Sur l’application de l’article L. 600-5-1 du code de l’urbanisme :
20. Aux termes de l’article L. 600-5-1 du code de l’urbanisme : « Sans préjudice de la mise en œuvre de l’article L. 600-5, le juge administratif qui, saisi de conclusions dirigées contre un permis de construire, (…) estime, après avoir constaté que les autres moyens ne sont pas fondés, qu’un vice entraînant l’illégalité de cet acte est susceptible d’être régularisé, sursoit à statuer, après avoir invité les parties à présenter leurs observations, jusqu’à l’expiration du délai qu’il fixe pour cette régularisation, même après l’achèvement des travaux. Si une mesure de régularisation est notifiée dans ce délai au juge, celui-ci statue après avoir invité les parties à présenter leurs observations. Le refus par le juge de faire droit à une demande de sursis à statuer est motivé ».
21. Le vice affectant le permis de construire, relevé au point 8 du présent arrêt, tiré de la méconnaissance des règles de stationnement prévues par l’article 12.1 du règlement de la zone UA du plan local d’urbanisme de Lège-Cap Ferret, est susceptible de faire l’objet d’une mesure de régularisation en application de l’article L. 600-5-1 du code de l’urbanisme, dès lors qu’il existe la possibilité pour la société pétitionnaire de faire évoluer son projet et d’en revoir, le cas échéant, l’économie générale sans en changer la nature.
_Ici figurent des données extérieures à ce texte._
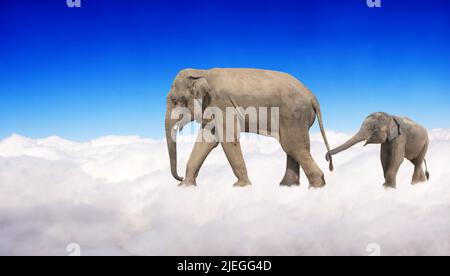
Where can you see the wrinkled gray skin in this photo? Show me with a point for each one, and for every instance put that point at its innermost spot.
(245, 88)
(400, 138)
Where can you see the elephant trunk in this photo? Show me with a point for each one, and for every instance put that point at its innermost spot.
(359, 137)
(171, 139)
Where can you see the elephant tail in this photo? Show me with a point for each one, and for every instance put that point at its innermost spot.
(427, 173)
(316, 107)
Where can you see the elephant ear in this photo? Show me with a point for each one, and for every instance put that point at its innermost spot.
(394, 129)
(199, 87)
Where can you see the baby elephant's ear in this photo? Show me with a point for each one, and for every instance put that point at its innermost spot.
(393, 129)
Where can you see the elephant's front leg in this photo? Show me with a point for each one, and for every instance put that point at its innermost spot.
(292, 175)
(397, 157)
(206, 142)
(234, 155)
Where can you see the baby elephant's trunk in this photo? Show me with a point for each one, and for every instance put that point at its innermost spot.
(427, 173)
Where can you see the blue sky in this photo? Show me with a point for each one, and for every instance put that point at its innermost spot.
(105, 68)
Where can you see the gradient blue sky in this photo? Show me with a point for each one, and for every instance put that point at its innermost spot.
(106, 68)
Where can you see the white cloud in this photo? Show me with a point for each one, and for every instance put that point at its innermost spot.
(115, 195)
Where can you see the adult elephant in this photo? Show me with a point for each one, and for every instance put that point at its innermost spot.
(239, 89)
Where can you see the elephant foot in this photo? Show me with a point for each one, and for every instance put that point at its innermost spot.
(242, 184)
(389, 186)
(290, 183)
(317, 184)
(187, 184)
(418, 181)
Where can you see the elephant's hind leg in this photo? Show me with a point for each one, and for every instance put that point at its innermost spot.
(292, 175)
(234, 155)
(297, 144)
(419, 174)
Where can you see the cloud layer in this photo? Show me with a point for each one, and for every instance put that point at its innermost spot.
(115, 196)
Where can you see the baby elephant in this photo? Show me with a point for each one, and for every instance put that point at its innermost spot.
(400, 138)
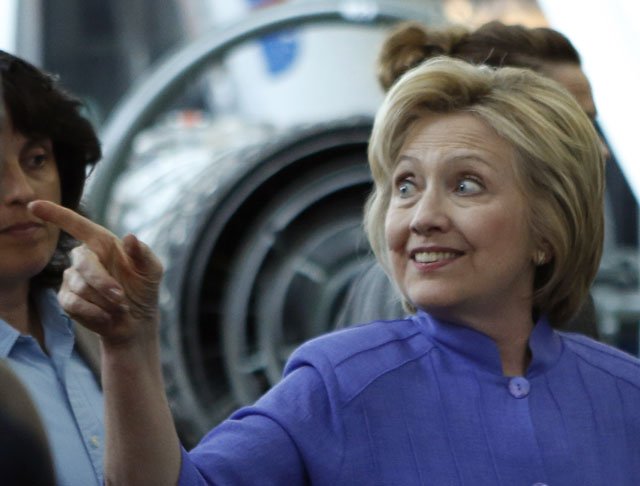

Il y a donc lieu de surseoir à statuer sur les conclusions tendant à l’annulation du jugement attaqué jusqu’à l’expiration d’un délai de trois mois afin de permettre à la société Les Sirènes de notifier à la cour un nouvel arrêté lui accordant le permis de construire sollicité, régularisant le vice mentionné au point 8 du présent arrêt.
décide :
Article 1er : Il est sursis à statuer sur la requête de la SCI les Sirènes afin de lui permettre de notifier à la cour, dans le délai de trois mois à compter de la notification du présent arrêt, un nouvel arrêté lui accordant le permis de construire sollicité, régularisant le vice mentionné au point 8 du présent arrêt.
Article 2 : Tous droits et moyens des parties sur lesquels il n’est pas expressément statué par le présent arrêt sont réservés jusqu’en fin d’instance.
Article 3 : Le présent arrêt sera notifié à la société civile immobilière les Sirènes, à la société par actions simplifiée Catalpa et à la commune de Lège-Cap Ferret.
Délibéré après l’audience du 22 janvier 2026 à laquelle siégeaient :
Mme Balzamo, présidente,
Mme Molina-Andréo, présidente-assesseure,
M. Bureau, premier conseiller.
Rendu public par mise à disposition au greffe, le 12 février 2026.
La rapporteure,
B. MOLINA-ANDRÉOLa présidente,
E. BALZAMOLa greffière,
S. LARRUE
La République mande et ordonne au préfet de la Gironde, en ce qui le concerne, et à tous commissaires de justice à ce requis, en ce qui concerne les voies de droit commun contre les parties privées, de pourvoir à l’exécution de la présente décision.